Rechtspraak
Feiten
Werkneemster is op 2 september 2024 in dienst getreden bij Koog. Omdat werkneemster steeds te laat werd uitbetaald, heeft zij op 22 januari 2025 ontslag genomen. Het loon over de gewerkte uren in november en december 2024 heeft werkneemster niet uitbetaald gekregen, ook niet nadat zij Koog daartoe heeft gesommeerd. Werkneemster vordert betaling.
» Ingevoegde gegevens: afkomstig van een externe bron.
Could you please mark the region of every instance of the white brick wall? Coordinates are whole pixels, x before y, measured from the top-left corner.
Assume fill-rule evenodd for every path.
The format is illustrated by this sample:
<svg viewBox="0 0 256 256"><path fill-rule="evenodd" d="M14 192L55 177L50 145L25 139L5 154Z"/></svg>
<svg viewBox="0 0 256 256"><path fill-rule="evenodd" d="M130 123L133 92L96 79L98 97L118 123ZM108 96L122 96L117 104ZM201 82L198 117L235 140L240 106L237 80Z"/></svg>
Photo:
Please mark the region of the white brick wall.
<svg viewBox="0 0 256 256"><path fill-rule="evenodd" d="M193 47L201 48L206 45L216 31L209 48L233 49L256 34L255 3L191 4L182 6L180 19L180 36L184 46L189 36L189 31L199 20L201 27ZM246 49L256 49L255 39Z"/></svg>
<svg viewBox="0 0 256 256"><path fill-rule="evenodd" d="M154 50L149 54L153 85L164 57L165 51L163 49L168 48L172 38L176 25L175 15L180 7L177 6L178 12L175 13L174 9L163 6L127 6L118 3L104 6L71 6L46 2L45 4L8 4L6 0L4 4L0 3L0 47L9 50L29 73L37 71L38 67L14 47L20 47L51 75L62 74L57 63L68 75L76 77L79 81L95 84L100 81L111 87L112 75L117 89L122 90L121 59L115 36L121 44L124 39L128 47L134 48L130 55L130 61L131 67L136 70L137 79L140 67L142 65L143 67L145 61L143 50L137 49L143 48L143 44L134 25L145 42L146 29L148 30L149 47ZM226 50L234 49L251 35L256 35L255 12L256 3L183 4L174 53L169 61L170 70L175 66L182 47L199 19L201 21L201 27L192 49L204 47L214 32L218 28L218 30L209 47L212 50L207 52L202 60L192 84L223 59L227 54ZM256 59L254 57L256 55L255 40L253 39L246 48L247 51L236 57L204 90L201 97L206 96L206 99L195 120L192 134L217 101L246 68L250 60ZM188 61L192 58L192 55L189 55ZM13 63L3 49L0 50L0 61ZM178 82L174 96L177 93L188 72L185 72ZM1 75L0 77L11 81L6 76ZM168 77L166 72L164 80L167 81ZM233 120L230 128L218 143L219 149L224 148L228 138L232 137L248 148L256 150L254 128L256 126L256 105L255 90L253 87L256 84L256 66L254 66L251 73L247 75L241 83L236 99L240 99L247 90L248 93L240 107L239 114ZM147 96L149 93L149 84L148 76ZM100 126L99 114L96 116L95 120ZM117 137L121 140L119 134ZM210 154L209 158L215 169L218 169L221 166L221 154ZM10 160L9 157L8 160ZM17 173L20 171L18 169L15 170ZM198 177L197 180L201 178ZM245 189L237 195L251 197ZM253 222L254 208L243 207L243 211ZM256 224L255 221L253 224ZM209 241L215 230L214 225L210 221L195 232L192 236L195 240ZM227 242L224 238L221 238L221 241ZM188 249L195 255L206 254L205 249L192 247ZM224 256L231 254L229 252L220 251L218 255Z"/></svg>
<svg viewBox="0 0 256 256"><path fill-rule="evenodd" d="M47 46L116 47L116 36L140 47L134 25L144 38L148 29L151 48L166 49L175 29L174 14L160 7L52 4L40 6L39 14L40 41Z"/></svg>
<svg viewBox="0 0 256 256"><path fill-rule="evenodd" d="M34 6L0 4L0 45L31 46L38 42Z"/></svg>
Koog is niet verschenen tijdens de mondelinge behandeling, hoewel de dagvaarding op behoorlijke wijze is uitgebracht.
Oordeel
Omdat Koog niet is verschenen en de vorderingen de kantonrechter niet onrechtmatig of ongegrond voorkomen, worden deze toegewezen. De wettelijke verhoging wordt bepaald op 50%. De gevorderde dwangsom op afgifte van de salarisspecificaties en de eindafrekening zal ook worden toegewezen. Onweersproken is gebleven dat Koog geen loonaangifte heeft gedaan. Werkneemster heeft de salarisspecificaties daarom nodig om aanspraak te kunnen maken op een werkloosheidsuitkering bij het UWV. Eerdere sommaties tot afgifte van salarisspecificaties hebben niet tot het gewenste resultaat geleid, zodat werkneemster haar belang bij het opleggen van een dwangsom voldoende heeft onderbouwd.